As mentioned in my previous post I am trying to experiment with more resilient ways to perform test driven development. In my ideal world, not changing functionality means tests do not need to be changed.
Recap On Unit Testing Shortcomings
Unit testing too often breaks with refactors unless the refactoring only takes place inside a single class. More often than not you start writing code to do something in one class and then later realize you need the same logic in another class. The proper way to handle this is to extract the logic into a common dependency (whether it is a new dependency or existing one), but if your tests are scoped to a single class (with all dependencies mocked) this becomes a breaking change requiring all of your mocks to be touched up (or new ones added) in order for your test to confirm that nothing has changed.
The problem with that is you are forcing the change in your tests to verify that functionality hasn’t changed, but if you are changing your test you can’t be 100% sure functionality hasn’t changed. The test is no longer exactly the same. All you can be 100% sure about is that the updated test works with the updated code, and then you pray that no regressions come out of it.
Expanding the scope of what you consider a unit for test purposes helps alleviate this, but that only works well if you have a complete understanding of both the code and business domain models, so that each unit becomes a domain.
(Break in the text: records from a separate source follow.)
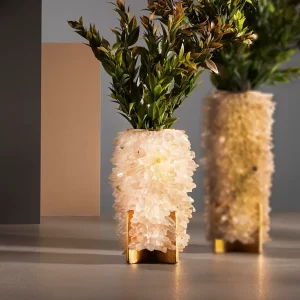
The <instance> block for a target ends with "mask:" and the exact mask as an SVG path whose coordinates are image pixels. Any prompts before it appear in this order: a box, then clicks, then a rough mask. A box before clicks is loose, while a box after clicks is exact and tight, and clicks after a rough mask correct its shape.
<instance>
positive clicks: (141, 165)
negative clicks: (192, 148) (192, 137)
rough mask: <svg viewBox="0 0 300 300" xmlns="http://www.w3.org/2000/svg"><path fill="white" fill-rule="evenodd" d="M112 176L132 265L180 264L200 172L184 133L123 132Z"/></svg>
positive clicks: (132, 131) (136, 129) (122, 225)
mask: <svg viewBox="0 0 300 300" xmlns="http://www.w3.org/2000/svg"><path fill="white" fill-rule="evenodd" d="M114 144H115V152H114V154H113V157H112V163H113V165H114V168H113V171H112V174H111V176H110V180H111V184H112V188H113V196H114V197H115V203H114V208H115V212H116V213H115V219H116V221H117V234H118V235H119V237H120V242H121V247H122V248H123V250H124V253H126V255H127V262H128V263H140V262H149V261H156V262H161V263H177V262H178V259H179V258H178V253H179V252H181V251H183V249H184V248H185V247H186V246H187V244H188V241H189V235H188V234H187V225H188V223H189V219H190V218H191V217H192V212H194V211H195V209H194V207H193V199H192V198H191V197H189V196H188V193H189V192H191V191H192V190H193V189H194V188H195V184H194V182H193V178H192V176H193V174H194V171H195V170H196V168H197V165H196V163H195V162H194V158H195V154H194V152H192V151H191V150H190V148H191V145H190V142H189V140H188V137H187V135H186V134H185V132H184V131H181V130H175V129H163V130H138V129H129V130H126V131H123V132H120V133H119V134H118V136H117V138H116V139H115V142H114Z"/></svg>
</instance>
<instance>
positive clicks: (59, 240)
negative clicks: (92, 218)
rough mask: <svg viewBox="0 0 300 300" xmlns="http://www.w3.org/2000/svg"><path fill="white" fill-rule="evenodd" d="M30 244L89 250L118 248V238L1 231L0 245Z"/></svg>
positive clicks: (35, 245) (108, 249)
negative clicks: (30, 233)
mask: <svg viewBox="0 0 300 300" xmlns="http://www.w3.org/2000/svg"><path fill="white" fill-rule="evenodd" d="M4 245H5V246H28V247H49V248H64V249H89V250H98V249H102V250H118V249H119V242H118V241H117V240H100V239H78V238H69V237H63V238H57V237H42V236H25V235H16V234H13V235H12V234H2V233H1V232H0V246H4Z"/></svg>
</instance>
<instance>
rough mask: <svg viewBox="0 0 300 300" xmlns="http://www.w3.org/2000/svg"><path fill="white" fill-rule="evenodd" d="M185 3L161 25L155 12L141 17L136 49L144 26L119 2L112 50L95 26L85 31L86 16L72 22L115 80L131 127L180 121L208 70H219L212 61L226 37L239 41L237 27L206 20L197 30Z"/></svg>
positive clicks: (161, 124) (161, 126) (112, 91)
mask: <svg viewBox="0 0 300 300" xmlns="http://www.w3.org/2000/svg"><path fill="white" fill-rule="evenodd" d="M185 2H186V1H178V2H176V4H174V5H173V6H172V11H170V12H169V13H168V17H167V20H161V22H159V23H158V25H156V22H157V21H156V20H155V14H156V13H158V12H157V11H153V12H152V14H151V16H142V17H141V23H142V26H143V28H144V33H143V39H144V40H145V42H146V45H145V46H137V45H136V43H137V42H138V39H139V37H140V26H138V24H137V20H136V17H135V16H133V17H131V16H130V11H129V8H127V7H126V6H125V5H124V4H123V3H122V1H121V0H117V1H116V4H113V5H115V11H116V12H117V13H118V14H119V16H120V20H119V21H120V27H119V28H118V27H116V28H113V29H111V30H112V32H113V33H114V34H115V36H116V43H115V44H114V45H112V46H111V45H110V43H109V42H108V41H107V40H106V39H104V38H103V37H101V36H100V33H99V31H97V29H96V27H95V25H92V24H91V25H90V27H89V28H85V27H84V25H83V20H82V17H81V18H80V19H79V21H68V23H69V25H70V26H71V27H72V28H74V29H75V32H76V33H78V34H79V35H81V36H82V37H83V38H85V39H86V40H87V41H88V43H87V45H88V46H89V47H91V49H92V51H93V53H94V55H95V57H96V58H97V59H98V60H100V61H101V62H102V65H103V67H104V69H105V71H106V72H107V73H108V74H109V75H110V76H111V78H112V83H111V88H110V89H111V95H110V96H111V98H112V99H113V102H115V103H117V104H118V110H119V111H120V114H121V115H122V116H123V117H125V118H126V119H127V120H128V121H129V122H130V124H131V125H132V127H133V128H138V129H163V128H170V127H171V126H172V125H173V124H174V123H175V122H176V121H177V118H174V117H173V114H174V111H175V110H176V109H177V108H179V107H180V106H181V105H182V103H183V102H184V100H185V99H186V98H187V97H188V96H189V95H190V93H191V92H192V91H193V90H194V89H195V87H196V86H197V85H198V83H197V80H198V78H199V76H200V75H201V73H202V72H203V70H204V68H205V67H208V68H210V69H211V70H213V71H214V72H217V68H216V66H215V64H214V62H213V61H212V60H211V58H212V56H213V52H214V50H216V49H219V48H220V47H222V40H223V39H225V38H224V36H226V35H227V36H228V38H226V40H227V42H228V41H229V40H233V39H239V38H238V37H237V36H235V35H234V36H232V31H233V30H235V29H234V28H233V27H234V26H232V25H230V24H227V25H226V24H221V23H220V21H219V20H218V23H216V24H215V25H214V24H213V23H211V22H210V21H209V20H208V19H207V18H205V19H204V20H203V22H202V23H201V24H199V26H193V24H191V23H190V20H189V17H188V15H187V7H185ZM191 9H193V8H191ZM190 13H191V12H188V14H190ZM237 31H238V30H237ZM242 35H243V33H242ZM195 41H196V43H197V45H195Z"/></svg>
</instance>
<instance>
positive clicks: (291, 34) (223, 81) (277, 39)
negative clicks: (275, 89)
mask: <svg viewBox="0 0 300 300" xmlns="http://www.w3.org/2000/svg"><path fill="white" fill-rule="evenodd" d="M299 4H300V1H299V0H259V1H258V2H255V3H254V5H253V6H250V5H246V7H245V9H244V14H245V16H246V21H245V24H246V25H248V26H249V27H250V28H251V29H252V30H253V31H254V32H255V33H256V34H257V36H258V37H257V40H255V41H254V42H253V44H252V45H251V47H245V46H242V45H231V46H230V47H226V48H225V47H224V48H223V49H221V51H219V52H218V54H217V55H216V56H215V58H214V59H215V62H216V64H217V66H218V69H219V74H212V82H213V83H214V85H215V86H216V87H217V88H218V89H220V90H229V91H232V92H243V91H246V90H251V89H259V88H261V87H262V86H264V85H272V84H277V83H280V82H289V81H290V80H291V79H293V78H295V76H297V75H299V74H300V68H295V67H285V63H286V62H287V61H289V60H290V59H291V57H292V56H293V55H294V54H295V52H296V51H297V47H299V46H300V11H299V7H297V6H298V5H299Z"/></svg>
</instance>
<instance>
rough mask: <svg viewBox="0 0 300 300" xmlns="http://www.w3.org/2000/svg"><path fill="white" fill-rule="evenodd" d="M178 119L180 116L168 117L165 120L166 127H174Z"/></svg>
mask: <svg viewBox="0 0 300 300" xmlns="http://www.w3.org/2000/svg"><path fill="white" fill-rule="evenodd" d="M177 121H178V118H168V119H167V120H166V121H165V122H164V125H165V127H166V128H170V127H172V126H173V125H174V124H175V123H176V122H177Z"/></svg>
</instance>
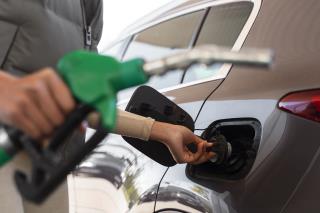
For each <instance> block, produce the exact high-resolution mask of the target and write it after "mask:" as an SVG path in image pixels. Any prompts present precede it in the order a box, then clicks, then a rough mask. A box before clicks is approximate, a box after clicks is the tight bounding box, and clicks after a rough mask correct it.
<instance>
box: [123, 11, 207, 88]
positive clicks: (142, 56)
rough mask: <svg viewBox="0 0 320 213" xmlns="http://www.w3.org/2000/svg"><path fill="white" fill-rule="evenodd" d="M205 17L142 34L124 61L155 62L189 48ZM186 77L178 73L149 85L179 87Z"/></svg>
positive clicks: (157, 87) (181, 73) (153, 82)
mask: <svg viewBox="0 0 320 213" xmlns="http://www.w3.org/2000/svg"><path fill="white" fill-rule="evenodd" d="M203 15H204V11H197V12H193V13H190V14H187V15H183V16H179V17H177V18H173V19H171V20H169V21H165V22H162V23H160V24H158V25H156V26H153V27H150V28H148V29H146V30H144V31H142V32H140V33H139V34H137V35H136V36H135V38H134V40H133V41H132V42H131V44H130V45H129V47H128V50H127V52H126V54H125V57H124V60H127V59H131V58H134V57H142V58H144V59H145V60H153V59H158V58H161V57H163V56H167V55H169V54H173V53H176V52H179V51H182V50H185V49H187V48H189V46H190V43H191V41H192V39H193V36H194V32H195V31H196V29H197V27H198V25H199V24H200V22H201V19H202V17H203ZM182 75H183V71H182V70H176V71H174V72H170V73H168V74H166V75H163V76H160V77H159V76H155V77H152V78H151V79H150V81H149V83H148V85H150V86H152V87H154V88H156V89H162V88H165V87H169V86H173V85H177V84H179V83H180V82H181V80H182Z"/></svg>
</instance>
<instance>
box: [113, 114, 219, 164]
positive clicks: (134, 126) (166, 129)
mask: <svg viewBox="0 0 320 213" xmlns="http://www.w3.org/2000/svg"><path fill="white" fill-rule="evenodd" d="M113 133H115V134H120V135H124V136H129V137H133V138H139V139H142V140H145V141H148V140H149V139H151V140H155V141H158V142H161V143H163V144H165V145H166V146H167V147H168V148H169V150H170V152H171V154H172V156H173V158H174V159H175V161H176V162H177V163H191V164H200V163H203V162H206V161H208V160H209V159H210V158H212V157H213V156H214V155H215V154H214V153H212V152H206V148H207V147H210V146H212V143H208V142H207V141H205V140H202V139H201V138H199V137H198V136H196V135H195V134H193V132H191V131H190V130H189V129H187V128H186V127H184V126H180V125H173V124H169V123H164V122H158V121H155V120H154V119H152V118H146V117H143V116H140V115H136V114H133V113H129V112H126V111H122V110H118V116H117V125H116V128H115V129H114V130H113ZM190 143H194V144H196V145H197V152H196V153H192V152H191V151H190V150H189V149H188V148H187V145H188V144H190Z"/></svg>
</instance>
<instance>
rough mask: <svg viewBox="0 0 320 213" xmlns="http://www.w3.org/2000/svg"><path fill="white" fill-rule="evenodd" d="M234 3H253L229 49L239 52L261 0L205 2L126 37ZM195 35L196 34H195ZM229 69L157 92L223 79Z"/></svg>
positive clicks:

This is hard to do until a product is out and in active use because it is rare the business or engineering sides have a full grasp of the product before it is in customers hands. The product always changes after the MVP.
So What’s a Solution?
Scenario based testing is a test pattern I am playing with that tests the end user boundaries of a system. At the end of the day what I care about as a developer is that end users (whether they are people or applications) can perform actions against the system and the correct processes are run.
This means that if I am using a web based API and my system allows users to edit a blog post, my tests will verify that sending the correct data to my API and then retrieving that post back will return the post with the correct fields edited in the correct way. I don’t care about testing that it’s stored in the database in a specific way, or a specific class is used to process the logic on the post, I only care about the end result. If the results of an action never leave the system, does it really matter if it occurs?
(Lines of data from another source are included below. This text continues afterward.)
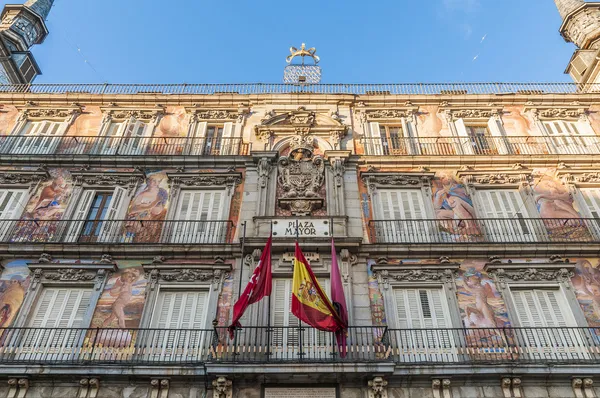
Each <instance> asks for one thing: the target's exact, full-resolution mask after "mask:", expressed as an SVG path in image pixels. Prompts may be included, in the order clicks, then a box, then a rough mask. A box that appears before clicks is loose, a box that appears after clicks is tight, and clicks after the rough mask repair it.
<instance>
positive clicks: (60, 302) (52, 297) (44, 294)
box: [29, 287, 92, 328]
mask: <svg viewBox="0 0 600 398" xmlns="http://www.w3.org/2000/svg"><path fill="white" fill-rule="evenodd" d="M91 297H92V289H91V288H90V289H84V288H62V287H61V288H50V287H46V288H44V289H43V290H42V293H41V297H40V298H39V299H38V304H37V307H36V309H35V311H34V315H33V316H32V318H31V320H30V321H29V327H32V328H82V327H85V326H87V325H84V321H85V314H86V312H87V310H88V307H89V306H90V299H91Z"/></svg>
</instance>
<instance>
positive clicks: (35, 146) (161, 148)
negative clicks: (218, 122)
mask: <svg viewBox="0 0 600 398" xmlns="http://www.w3.org/2000/svg"><path fill="white" fill-rule="evenodd" d="M0 153H2V154H11V155H101V156H111V155H112V156H142V155H143V156H227V155H248V154H250V144H249V143H244V142H243V141H242V138H240V137H236V138H218V139H215V138H190V137H106V136H72V135H66V136H45V135H3V136H0Z"/></svg>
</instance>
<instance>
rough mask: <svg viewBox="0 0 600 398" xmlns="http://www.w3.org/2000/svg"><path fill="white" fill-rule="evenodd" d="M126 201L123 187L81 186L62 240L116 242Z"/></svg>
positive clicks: (70, 241)
mask: <svg viewBox="0 0 600 398" xmlns="http://www.w3.org/2000/svg"><path fill="white" fill-rule="evenodd" d="M126 202H127V203H126ZM128 202H129V196H128V194H127V190H126V189H124V188H121V187H116V188H115V189H114V190H113V191H108V192H105V191H96V190H94V189H84V190H83V192H82V194H81V196H80V198H79V199H78V205H77V208H76V209H75V213H74V214H73V217H71V218H72V221H71V222H70V225H69V226H68V230H67V235H66V237H65V241H67V242H77V241H79V242H83V243H89V242H115V243H116V242H119V241H120V238H121V236H120V233H121V223H122V219H123V217H124V216H125V212H126V211H127V204H128Z"/></svg>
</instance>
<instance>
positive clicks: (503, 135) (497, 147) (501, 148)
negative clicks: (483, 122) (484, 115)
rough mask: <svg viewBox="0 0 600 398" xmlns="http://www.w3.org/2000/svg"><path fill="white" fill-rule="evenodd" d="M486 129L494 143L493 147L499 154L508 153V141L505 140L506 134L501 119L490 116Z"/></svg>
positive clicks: (500, 154)
mask: <svg viewBox="0 0 600 398" xmlns="http://www.w3.org/2000/svg"><path fill="white" fill-rule="evenodd" d="M488 129H489V131H490V134H491V135H492V140H493V143H494V145H493V148H496V149H497V150H498V153H499V154H500V155H508V154H509V153H510V149H509V147H508V143H507V142H506V135H505V133H504V126H503V125H502V121H501V120H500V119H498V118H497V117H492V118H490V120H488Z"/></svg>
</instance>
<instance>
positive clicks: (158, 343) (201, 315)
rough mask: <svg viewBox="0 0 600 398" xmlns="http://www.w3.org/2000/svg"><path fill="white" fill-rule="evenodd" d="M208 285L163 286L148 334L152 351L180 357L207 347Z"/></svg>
mask: <svg viewBox="0 0 600 398" xmlns="http://www.w3.org/2000/svg"><path fill="white" fill-rule="evenodd" d="M207 309H208V289H203V290H195V291H194V290H189V289H186V290H183V289H181V288H179V289H166V288H165V289H163V288H161V290H160V291H159V293H158V297H157V300H156V306H155V309H154V312H153V316H152V322H151V327H152V329H155V330H151V331H148V333H149V335H148V336H147V338H148V339H150V342H148V344H147V345H148V346H149V347H152V348H153V349H152V350H148V352H151V354H150V355H152V356H154V357H158V358H159V359H161V360H164V359H166V358H165V357H169V359H177V358H181V357H185V356H186V355H189V353H191V352H194V351H196V350H198V349H202V348H203V347H204V343H205V341H206V334H207V333H206V331H205V330H204V329H206V318H207V313H208V311H207Z"/></svg>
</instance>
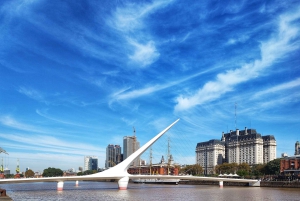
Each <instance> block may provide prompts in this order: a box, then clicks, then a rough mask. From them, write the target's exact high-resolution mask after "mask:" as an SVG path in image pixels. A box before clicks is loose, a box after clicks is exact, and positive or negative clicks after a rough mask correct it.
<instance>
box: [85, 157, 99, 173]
mask: <svg viewBox="0 0 300 201" xmlns="http://www.w3.org/2000/svg"><path fill="white" fill-rule="evenodd" d="M86 170H97V171H98V157H97V156H85V157H84V171H86Z"/></svg>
So It’s An Integration Test?
Some of you are probably shrugging your shoulders thinking I’m talking about an integration tests. While these can somewhat be considered as integration tests, I try not to call them integration tests as all external components are mocked out.
Most integration tests involve writing to actual external data stores (like SQL) in order to verify that it is interacting with those systems properly. This is still necessary, even with scenario testing, because you can never be sure that your SQL queries are correct, that your redis locks are done properly, etc…
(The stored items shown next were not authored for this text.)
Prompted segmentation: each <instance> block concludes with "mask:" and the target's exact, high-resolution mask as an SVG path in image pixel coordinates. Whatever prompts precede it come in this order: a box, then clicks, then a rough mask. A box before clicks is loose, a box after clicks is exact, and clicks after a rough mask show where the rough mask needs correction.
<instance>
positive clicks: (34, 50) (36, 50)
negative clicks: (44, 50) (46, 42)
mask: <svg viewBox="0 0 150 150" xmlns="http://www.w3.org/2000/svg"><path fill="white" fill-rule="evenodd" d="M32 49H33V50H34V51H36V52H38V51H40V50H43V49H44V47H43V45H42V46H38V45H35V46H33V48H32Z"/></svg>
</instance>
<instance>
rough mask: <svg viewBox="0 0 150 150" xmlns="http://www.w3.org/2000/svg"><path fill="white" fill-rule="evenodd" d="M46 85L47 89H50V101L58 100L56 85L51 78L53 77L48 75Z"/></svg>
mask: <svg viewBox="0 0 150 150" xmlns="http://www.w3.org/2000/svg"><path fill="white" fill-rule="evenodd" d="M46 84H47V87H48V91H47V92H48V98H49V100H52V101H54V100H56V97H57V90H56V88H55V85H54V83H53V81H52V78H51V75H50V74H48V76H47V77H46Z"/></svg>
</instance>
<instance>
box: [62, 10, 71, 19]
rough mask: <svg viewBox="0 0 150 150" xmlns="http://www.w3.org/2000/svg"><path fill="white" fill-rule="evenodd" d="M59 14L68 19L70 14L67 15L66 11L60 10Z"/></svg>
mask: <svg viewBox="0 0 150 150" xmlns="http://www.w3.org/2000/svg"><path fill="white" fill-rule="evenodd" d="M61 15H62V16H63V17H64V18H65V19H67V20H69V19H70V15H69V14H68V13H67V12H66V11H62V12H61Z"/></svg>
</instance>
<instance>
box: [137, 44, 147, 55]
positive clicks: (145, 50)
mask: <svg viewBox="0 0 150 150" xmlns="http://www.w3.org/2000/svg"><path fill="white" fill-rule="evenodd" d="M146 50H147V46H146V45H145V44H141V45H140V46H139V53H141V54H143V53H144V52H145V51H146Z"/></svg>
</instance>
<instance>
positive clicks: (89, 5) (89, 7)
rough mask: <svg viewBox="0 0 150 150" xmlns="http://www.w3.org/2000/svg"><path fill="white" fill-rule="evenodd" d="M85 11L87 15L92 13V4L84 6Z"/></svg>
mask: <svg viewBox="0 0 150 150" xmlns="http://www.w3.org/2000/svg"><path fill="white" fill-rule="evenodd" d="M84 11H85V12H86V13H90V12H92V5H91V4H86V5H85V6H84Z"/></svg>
The purpose of this style of testing though is to codify the expected functionality of your system with as much area coverage as possible, lowering the needed scope of the required integration testing to just those external components.
Mocking all external systems also has the side benefit of being able to run tests extremely quickly and in parallel.
What Do These Tests Look Like?
Another goal for me in my testing is that it’s easy to read and understand what is going on, so if a developer breaks a test he has an understanding of the scope of functionality that is no longer working as expected.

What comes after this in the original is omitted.